Ayant identifié le meilleur revêtement, les chercheurs l'ont appliqué à l'intérieur de leur puce à trois canaux et l'ont chargée de cellules cancéreuses rénales. Ils ont introduit avec succès les cellules dans les canaux revêtus et les ont laissées se déposer. Après quelques jours, ils ont utilisé un microscope spécial pour observer les cellules. Les images montraient que les cellules étaient vivantes et saines, brillant en vert sous le microscope, sans aucune trace de la lueur rouge qui indique des cellules mortes ou mourantes. Cela a confirmé que le revêtement fonctionnait à l'intérieur des canaux complexes et fermés de l'appareil, et pas seulement sur des surfaces plates. Pour préparer les futurs tests de médicaments, l'équipe a également mené des expériences standards dans des boîtes plates pour voir comment ces cellules réagissaient à deux médicaments anticancéreux courants : le 5-fluorouracile et l'hydroxychloroquine. Ils ont constaté que les cellules cancéreuses étaient beaucoup plus sensibles au 5-fluorouracile qu'à l'hydroxychloroquine, et que les cellules saines étaient généralement plus résistantes à ces deux médicaments que les cellules cancéreuses. Ces résultats ont fourni une base de référence pour ce qu'ils devront attendre lorsqu'ils effectueront ces mêmes tests à l'intérieur de la puce en circulation.
L'étude conclut que ce revêtement gélatine-alcool polyvinylique crée une base fiable pour un nouveau type de plateforme de test du cancer du rein.
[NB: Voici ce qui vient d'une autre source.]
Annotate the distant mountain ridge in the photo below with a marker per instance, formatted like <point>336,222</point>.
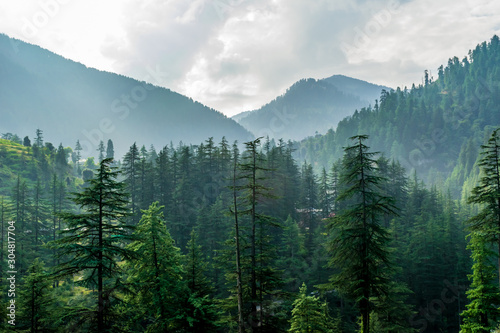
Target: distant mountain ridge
<point>68,101</point>
<point>310,106</point>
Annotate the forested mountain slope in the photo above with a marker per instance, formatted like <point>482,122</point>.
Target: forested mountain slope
<point>427,127</point>
<point>69,101</point>
<point>309,106</point>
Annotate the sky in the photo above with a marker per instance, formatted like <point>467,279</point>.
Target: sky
<point>237,55</point>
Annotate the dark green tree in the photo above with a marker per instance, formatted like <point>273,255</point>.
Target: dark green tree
<point>359,244</point>
<point>309,314</point>
<point>482,312</point>
<point>156,279</point>
<point>36,300</point>
<point>200,308</point>
<point>93,241</point>
<point>487,193</point>
<point>110,150</point>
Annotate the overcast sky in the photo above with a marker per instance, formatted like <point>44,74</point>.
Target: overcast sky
<point>236,55</point>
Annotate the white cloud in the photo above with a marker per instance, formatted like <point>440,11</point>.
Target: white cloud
<point>235,55</point>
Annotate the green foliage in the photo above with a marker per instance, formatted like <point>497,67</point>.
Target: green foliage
<point>426,127</point>
<point>36,300</point>
<point>93,241</point>
<point>309,314</point>
<point>359,244</point>
<point>482,312</point>
<point>156,278</point>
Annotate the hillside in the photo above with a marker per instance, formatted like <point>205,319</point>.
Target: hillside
<point>69,102</point>
<point>310,106</point>
<point>430,128</point>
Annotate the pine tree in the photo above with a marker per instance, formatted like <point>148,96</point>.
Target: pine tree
<point>359,244</point>
<point>131,172</point>
<point>487,194</point>
<point>78,149</point>
<point>156,278</point>
<point>101,149</point>
<point>264,279</point>
<point>482,312</point>
<point>36,299</point>
<point>309,314</point>
<point>200,307</point>
<point>93,241</point>
<point>110,150</point>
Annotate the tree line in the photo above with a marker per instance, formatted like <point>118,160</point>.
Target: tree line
<point>208,238</point>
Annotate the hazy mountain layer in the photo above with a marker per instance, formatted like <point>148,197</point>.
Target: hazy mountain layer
<point>68,101</point>
<point>310,106</point>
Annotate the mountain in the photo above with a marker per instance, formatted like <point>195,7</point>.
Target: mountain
<point>433,128</point>
<point>367,92</point>
<point>69,102</point>
<point>310,106</point>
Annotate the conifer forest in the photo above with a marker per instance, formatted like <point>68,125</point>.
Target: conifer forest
<point>389,222</point>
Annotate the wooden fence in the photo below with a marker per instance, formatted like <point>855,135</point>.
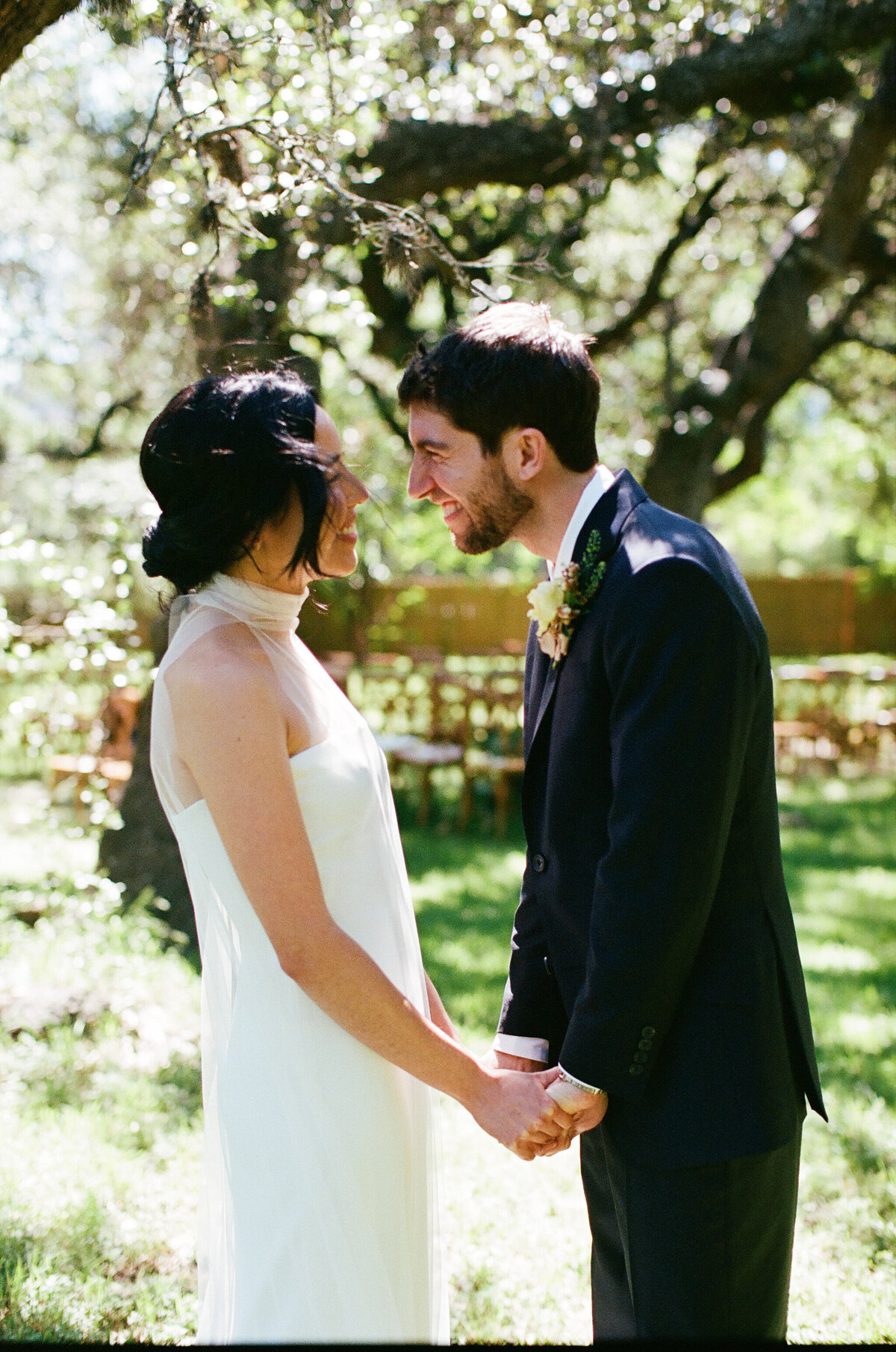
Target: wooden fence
<point>827,613</point>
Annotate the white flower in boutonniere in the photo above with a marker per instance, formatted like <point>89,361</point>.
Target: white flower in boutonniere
<point>557,604</point>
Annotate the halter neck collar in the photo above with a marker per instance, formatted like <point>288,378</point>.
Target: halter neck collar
<point>258,606</point>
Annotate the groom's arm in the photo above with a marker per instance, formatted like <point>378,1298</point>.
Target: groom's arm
<point>684,677</point>
<point>533,1018</point>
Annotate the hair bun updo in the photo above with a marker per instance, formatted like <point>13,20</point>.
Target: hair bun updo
<point>222,459</point>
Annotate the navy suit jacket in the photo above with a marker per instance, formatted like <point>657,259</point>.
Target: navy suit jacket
<point>654,943</point>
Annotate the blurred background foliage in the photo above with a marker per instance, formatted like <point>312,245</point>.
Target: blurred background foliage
<point>329,183</point>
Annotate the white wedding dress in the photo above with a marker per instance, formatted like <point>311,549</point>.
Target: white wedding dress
<point>320,1217</point>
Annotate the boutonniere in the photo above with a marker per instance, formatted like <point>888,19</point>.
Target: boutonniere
<point>559,604</point>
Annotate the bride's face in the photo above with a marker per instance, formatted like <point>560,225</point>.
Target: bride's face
<point>272,551</point>
<point>337,545</point>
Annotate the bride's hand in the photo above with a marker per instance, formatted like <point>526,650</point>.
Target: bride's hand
<point>515,1105</point>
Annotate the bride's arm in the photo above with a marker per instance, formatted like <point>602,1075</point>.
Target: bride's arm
<point>233,736</point>
<point>438,1014</point>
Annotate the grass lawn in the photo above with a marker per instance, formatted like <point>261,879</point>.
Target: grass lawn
<point>100,1106</point>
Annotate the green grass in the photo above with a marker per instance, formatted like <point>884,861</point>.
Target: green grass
<point>100,1114</point>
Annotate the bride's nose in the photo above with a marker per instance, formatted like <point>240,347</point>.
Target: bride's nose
<point>355,491</point>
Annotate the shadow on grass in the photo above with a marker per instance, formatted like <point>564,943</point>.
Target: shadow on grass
<point>25,1318</point>
<point>841,872</point>
<point>465,893</point>
<point>841,869</point>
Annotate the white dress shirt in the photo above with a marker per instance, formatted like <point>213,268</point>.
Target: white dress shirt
<point>535,1048</point>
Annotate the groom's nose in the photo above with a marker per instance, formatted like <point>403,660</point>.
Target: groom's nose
<point>419,479</point>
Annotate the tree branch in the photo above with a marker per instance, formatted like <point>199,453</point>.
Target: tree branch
<point>689,225</point>
<point>785,65</point>
<point>95,447</point>
<point>779,347</point>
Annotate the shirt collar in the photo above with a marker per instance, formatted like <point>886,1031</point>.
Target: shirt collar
<point>592,492</point>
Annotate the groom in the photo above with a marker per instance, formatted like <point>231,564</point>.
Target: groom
<point>653,955</point>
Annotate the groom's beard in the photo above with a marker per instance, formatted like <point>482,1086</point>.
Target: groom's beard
<point>494,510</point>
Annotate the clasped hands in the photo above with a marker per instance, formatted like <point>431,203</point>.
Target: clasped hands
<point>572,1113</point>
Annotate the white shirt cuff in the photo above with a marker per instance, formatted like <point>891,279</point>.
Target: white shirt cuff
<point>579,1085</point>
<point>532,1048</point>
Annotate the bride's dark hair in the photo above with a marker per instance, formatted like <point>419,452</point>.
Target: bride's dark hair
<point>220,460</point>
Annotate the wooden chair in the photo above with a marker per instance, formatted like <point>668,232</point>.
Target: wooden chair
<point>113,763</point>
<point>445,739</point>
<point>495,747</point>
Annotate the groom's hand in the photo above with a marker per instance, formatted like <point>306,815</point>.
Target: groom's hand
<point>587,1110</point>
Bien que les chercheurs n'aient pas encore testé de médicaments à l'intérieur de la puce en circulation ni comparé les cellules cancéreuses et les cellules saines côte à côte dans le dispositif, ils ont établi les étapes matérielles et d'ingénierie essentielles pour le faire. Ils ont prouvé que la puce peut être construite sans fuites, que le flux de fluide est doux et contrôlé, et que le traitement de surface permet aux cellules rénales cancéreuses et saines de survivre et de croître. Ce travail rapproche le domaine d'un futur où les scientifiques pourront tester de nouveaux traitements contre le cancer du rein dans un environnement de laboratoire qui imite étroitement le corps humain, menant potentiellement à des thérapies plus sûres et plus efficaces pour les patients.